Residential area in Eccles, Greater Manchester, England

Ellesmere Park is an area of Eccles, in Greater Manchester, England. Historically part of Lancashire, Ellesmere Park today is an affluent, predominantly residential area.

== History==
Ellesmere Park grew up around the turn of the 20th century. Contemporary views show pleasant, tree-lined roads, protected from the outside world by gates at the main entrances.

Ellesmere Park is an area of approximately 110 acre containing 450-500 properties. About 33% of the housing stock is Victorian, mainly large 2- to 3-storey detached or semi-detached houses/villas, usually standing in extensive grounds.

Salford Council maintains a design guide for Ellesmere Park. The policy was prepared "in response to the decline in the environmental quality of Ellesmere Park which has taken place over recent years".

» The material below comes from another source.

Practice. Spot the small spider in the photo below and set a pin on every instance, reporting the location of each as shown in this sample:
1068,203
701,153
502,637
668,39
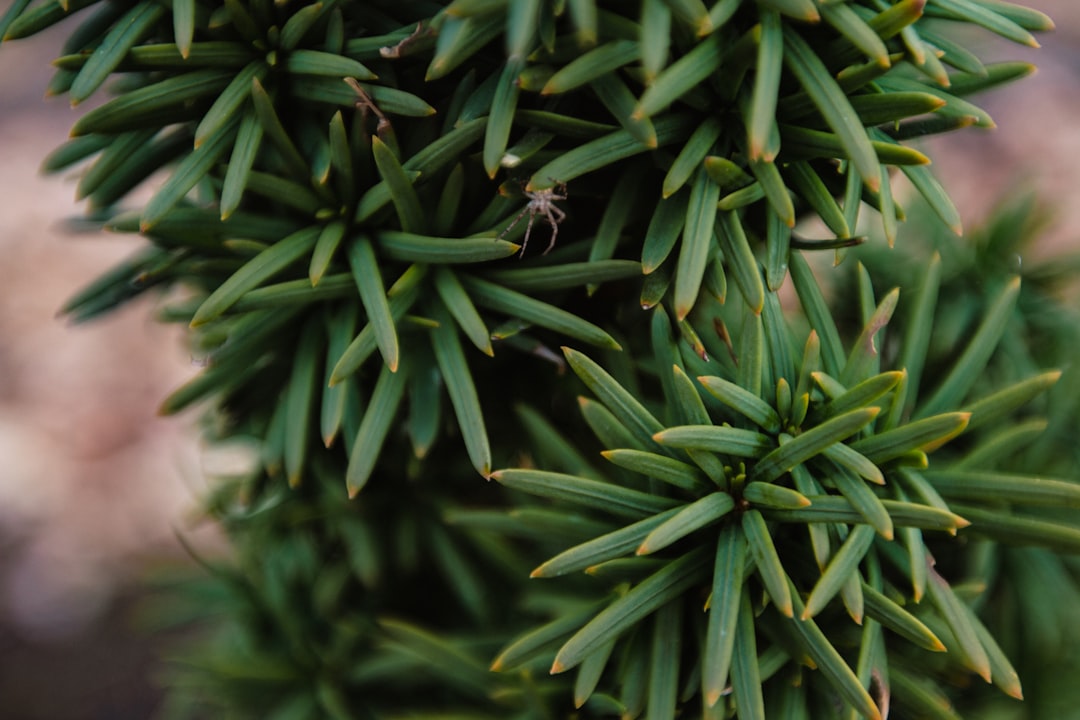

Inter war (1918-1939) and post war (1945 onwards) housing is also well represented in Ellesmere Park.

The developments of the late 19th and early 20th centuries give the area its characteristic spaciousness and grandeur. The houses are generally of generous (large) proportions and set in large grounds with large separations between them.

There was a strong residents association that worked with the local council to ensure that any development is consistent with the character of the area and that the design policy is closely followed.

==Governance==
Ellesmere Park was administered by the municipal borough of Eccles until 1974, when the Local Government Act 1972 abolished the borough and it became a part of the metropolitan borough of City of Salford in Greater Manchester.